Re: Conventions for NFS sharing of binaries

From: Rick Denoire (100.17706_at_germanynet.de)
Date: 07/26/04


Date: Mon, 26 Jul 2004 22:36:07 +0200

nobody@tek.com (Kevin) wrote:

>> But I am not sure that I won't get a problem later. Do all packages
>> which install from source put their files beneath the /usr/local tree?
>
>Many can.

What I meant was whether they put all files beneath one directory
without spreading to other places outside this tree.

>
>> What if they use some server-dependent configuration files? Would they
>> be overwritten?
>
>Why would they be overwritten?

A couple of days ago, I installed a package in /usr/local which would
put a package.PID in /usr/local/lib at start time (this file contains
the process number). If I shared this software, well, every client
host would overwrite this file. Shutting down the damon would fail,
since the PID file would not contain the right process ID.

Even worst, if a shared package puts a config file in a shared
/usr/local/etc, and every server would use the package with a
different configuration, that would result in chaos! (Usually, names
of config files are hard wired).

Did I mention the possibility of sharing /usr/local readonly? Would
that work file for most tarballed software?

>> Well, other related questions would be:
>> If I want to install a different version of a software from source
>> which is already installed as an RPM package, what issues arise with
>> the PATH variable? (Because depending on it, the RPM version or the
>> /usr/local version will be used).
>
>Wouldn't /usr/local be ahead of other stuff in PATH?
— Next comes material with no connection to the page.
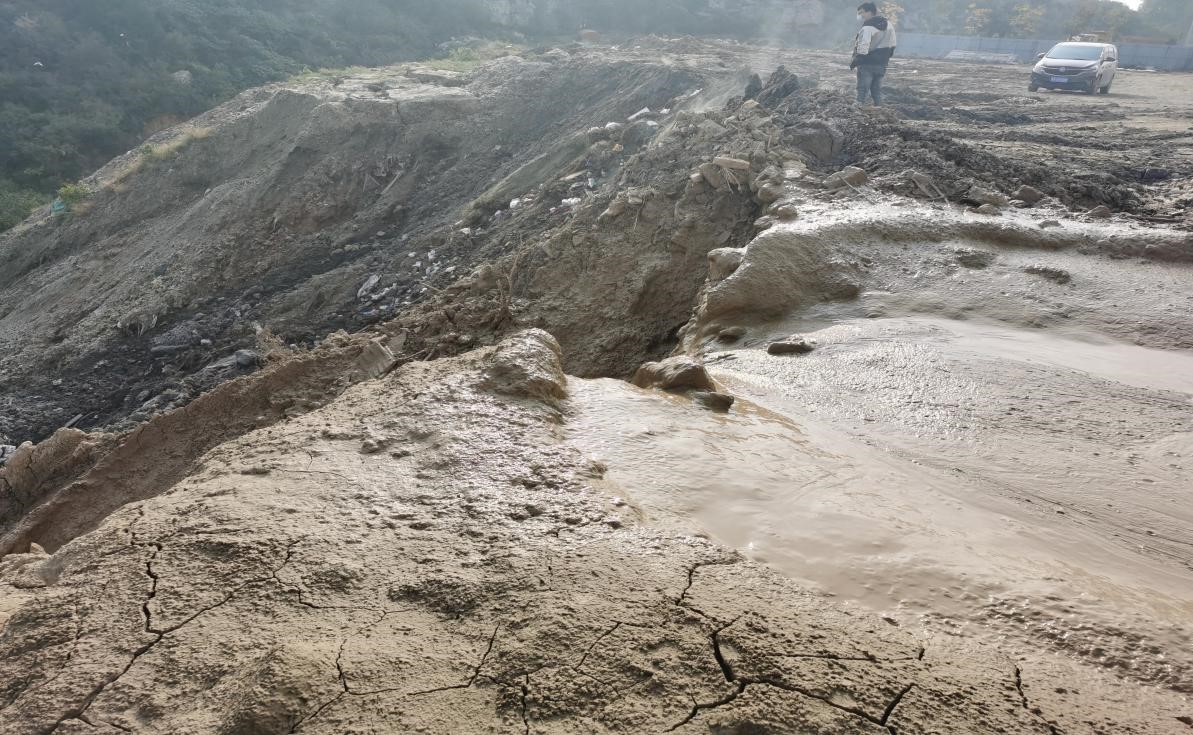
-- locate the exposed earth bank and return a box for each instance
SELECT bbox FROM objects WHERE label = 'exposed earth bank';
[2,38,1193,734]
Who said that users prefer the "extra" stuff instead of the system
owned one?

>Package managers deal with the problems you're citing. Learn how
>to use one. I'd recommend RPM as you mentioned that you're using
>Redhat.

I was addressing managing of unpackaged software (the one that is
delivered in source code as a tarball containing configure/make
skripts etc.). In general, you cannot "deinstall" (=delete) any
particular software because its files are mixed up with all others.